Reuters, 12 Avril 2007

Le Soudan semble s'être mépris sur les intentions de l'Onu en refusant que des hélicoptères de combat soient inclus dans l'opération que projette l'organisation internationale au Darfour, a déclaré Ban Ki-moon, secrétaire général des Nations unies.

L'Onu espère conclure avec le Soudan un accord sur l'envoi de quelque 3.000 casques bleus auprès des 7.000 soldats de l'Union africaine au Darfour, mais Khartoum refuse une opération UA-Onu dont les effectifs dépasseraient 20.000 soldats et policiers, ainsi que le déploiement d'hélicoptères de combat.

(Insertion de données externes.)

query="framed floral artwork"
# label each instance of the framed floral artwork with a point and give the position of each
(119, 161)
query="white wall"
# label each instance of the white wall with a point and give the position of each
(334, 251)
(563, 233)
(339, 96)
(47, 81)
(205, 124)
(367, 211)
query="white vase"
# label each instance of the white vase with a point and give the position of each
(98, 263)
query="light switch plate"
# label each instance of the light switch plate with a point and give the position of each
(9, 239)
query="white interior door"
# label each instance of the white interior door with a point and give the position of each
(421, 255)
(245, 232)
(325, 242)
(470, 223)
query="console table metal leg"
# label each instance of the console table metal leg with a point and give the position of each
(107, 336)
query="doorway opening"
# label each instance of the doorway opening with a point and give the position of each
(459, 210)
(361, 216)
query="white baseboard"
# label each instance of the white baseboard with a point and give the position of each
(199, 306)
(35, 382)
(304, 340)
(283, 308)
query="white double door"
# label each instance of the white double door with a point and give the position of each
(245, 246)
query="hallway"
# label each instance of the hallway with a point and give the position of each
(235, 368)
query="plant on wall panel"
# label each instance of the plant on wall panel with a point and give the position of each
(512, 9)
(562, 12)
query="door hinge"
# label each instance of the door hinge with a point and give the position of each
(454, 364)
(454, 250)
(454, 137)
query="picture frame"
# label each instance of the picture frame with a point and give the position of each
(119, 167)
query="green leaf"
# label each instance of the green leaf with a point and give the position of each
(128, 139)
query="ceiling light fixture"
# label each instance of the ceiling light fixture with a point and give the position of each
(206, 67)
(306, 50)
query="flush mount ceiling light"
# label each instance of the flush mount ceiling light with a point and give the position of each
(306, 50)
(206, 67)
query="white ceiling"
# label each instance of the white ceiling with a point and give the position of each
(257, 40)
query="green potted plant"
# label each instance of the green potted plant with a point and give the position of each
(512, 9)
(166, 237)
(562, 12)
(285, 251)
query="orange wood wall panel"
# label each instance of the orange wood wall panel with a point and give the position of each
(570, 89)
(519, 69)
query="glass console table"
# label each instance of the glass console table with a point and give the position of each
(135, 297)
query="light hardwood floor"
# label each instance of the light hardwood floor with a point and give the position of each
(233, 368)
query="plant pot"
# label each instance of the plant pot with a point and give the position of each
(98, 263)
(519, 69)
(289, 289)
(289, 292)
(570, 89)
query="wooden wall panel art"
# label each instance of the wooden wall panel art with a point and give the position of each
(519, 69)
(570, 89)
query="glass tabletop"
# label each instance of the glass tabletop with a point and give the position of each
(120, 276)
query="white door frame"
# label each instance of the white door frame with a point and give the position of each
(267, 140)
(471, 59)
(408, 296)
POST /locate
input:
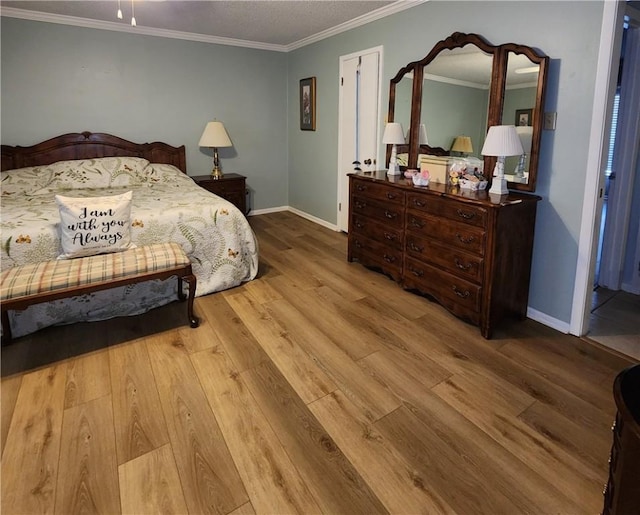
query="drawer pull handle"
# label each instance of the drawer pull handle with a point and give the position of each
(462, 266)
(461, 294)
(417, 273)
(465, 215)
(465, 239)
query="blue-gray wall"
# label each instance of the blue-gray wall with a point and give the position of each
(57, 79)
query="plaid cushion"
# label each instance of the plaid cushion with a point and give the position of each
(32, 279)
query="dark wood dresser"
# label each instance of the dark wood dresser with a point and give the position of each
(622, 491)
(231, 186)
(470, 254)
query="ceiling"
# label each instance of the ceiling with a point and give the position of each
(272, 24)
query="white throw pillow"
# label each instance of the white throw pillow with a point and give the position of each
(94, 225)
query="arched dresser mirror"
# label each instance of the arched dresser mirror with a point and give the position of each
(463, 86)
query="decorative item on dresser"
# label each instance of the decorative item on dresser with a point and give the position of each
(231, 186)
(457, 246)
(622, 491)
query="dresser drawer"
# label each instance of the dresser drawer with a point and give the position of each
(460, 235)
(467, 266)
(391, 214)
(381, 233)
(377, 191)
(443, 285)
(458, 211)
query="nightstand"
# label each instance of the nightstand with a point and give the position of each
(231, 186)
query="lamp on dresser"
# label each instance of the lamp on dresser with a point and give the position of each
(393, 135)
(215, 136)
(501, 141)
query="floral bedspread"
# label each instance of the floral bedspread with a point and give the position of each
(167, 206)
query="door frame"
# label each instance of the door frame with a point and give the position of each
(605, 88)
(380, 51)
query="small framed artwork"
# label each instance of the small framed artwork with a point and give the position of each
(308, 104)
(524, 117)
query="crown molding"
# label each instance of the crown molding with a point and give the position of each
(60, 19)
(383, 12)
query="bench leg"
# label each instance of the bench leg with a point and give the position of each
(6, 328)
(191, 279)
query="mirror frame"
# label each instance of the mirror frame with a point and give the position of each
(496, 99)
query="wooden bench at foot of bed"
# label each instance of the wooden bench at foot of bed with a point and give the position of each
(25, 285)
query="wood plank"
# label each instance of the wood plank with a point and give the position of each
(138, 420)
(483, 456)
(308, 380)
(88, 477)
(393, 480)
(332, 479)
(210, 481)
(9, 392)
(373, 399)
(150, 484)
(270, 477)
(355, 341)
(30, 458)
(579, 483)
(243, 348)
(87, 379)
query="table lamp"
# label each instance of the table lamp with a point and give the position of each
(501, 141)
(215, 136)
(393, 135)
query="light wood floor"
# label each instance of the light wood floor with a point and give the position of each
(320, 387)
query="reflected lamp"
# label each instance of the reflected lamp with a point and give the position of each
(501, 141)
(393, 135)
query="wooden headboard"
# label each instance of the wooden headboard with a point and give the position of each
(87, 145)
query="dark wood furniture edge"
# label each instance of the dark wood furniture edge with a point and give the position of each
(183, 272)
(88, 145)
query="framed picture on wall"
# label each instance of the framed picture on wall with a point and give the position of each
(524, 117)
(308, 104)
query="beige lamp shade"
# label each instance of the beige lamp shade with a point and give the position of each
(215, 135)
(462, 144)
(502, 140)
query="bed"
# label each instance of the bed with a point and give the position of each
(167, 206)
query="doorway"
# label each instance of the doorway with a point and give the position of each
(358, 108)
(614, 319)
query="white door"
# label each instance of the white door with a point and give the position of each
(358, 106)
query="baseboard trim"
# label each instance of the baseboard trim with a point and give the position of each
(315, 219)
(545, 319)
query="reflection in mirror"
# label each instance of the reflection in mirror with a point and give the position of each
(520, 98)
(455, 97)
(400, 102)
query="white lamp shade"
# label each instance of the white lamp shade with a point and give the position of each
(393, 134)
(526, 136)
(215, 135)
(502, 140)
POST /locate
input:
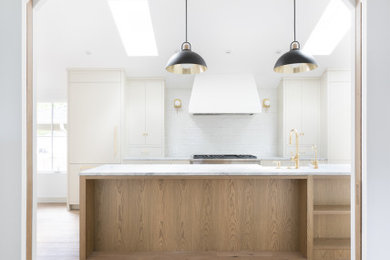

"Il semble y avoir quelques malentendus avec le gouvernement soudanais au sujet de ce matériel", a dit Ban Ki-moon à des journalistes. "(Il s'agit) par définition d'une opération de maintien de la paix - cela ne répond à aucun (projet) offensif."

Il a noté que le déploiement de troupes exigeait mobilité et capacité de dissuasion pour le cas où elles seraient attaquées. "Il s'agit de matériel ordinaire au sujet duquel ils (les Soudanais) ne devraient avoir aucune inquiétude", a-t-il dit.

Le président soudanais Omar Hassan Bachir, qui a rencontré Ban le mois dernier lors d'un sommet arabe à Ryad, refuse d'admettre des troupes non africaines sur son territoire.

Ban a souligné que le commandant de la force et son adjoint seraient africains. "Par conséquent, j'espère qu'il n'y aura plus d'inquiétude de cette nature. Nous nous emploierons à dissiper ce type d'inquiétudes", a-t-il dit.

Ban a noté qu'il présidait des consultations au siège de l'Onu avec le président de l'UA et les deux émissaires chargés d'élaborer un accord de paix, Jan Eliasson pour les Nations unies et Salim Ahmed Salim pour l'Union africaine.

En raison de ces discussions, il a demandé la semaine dernière aux Etats-Unis et à la Grande-Bretagne de reporter un projet de résolution du Conseil de sécurité imposant à Khartoum des sanctions internationales et des pénalités bilatérales. Les deux pays ont accepté.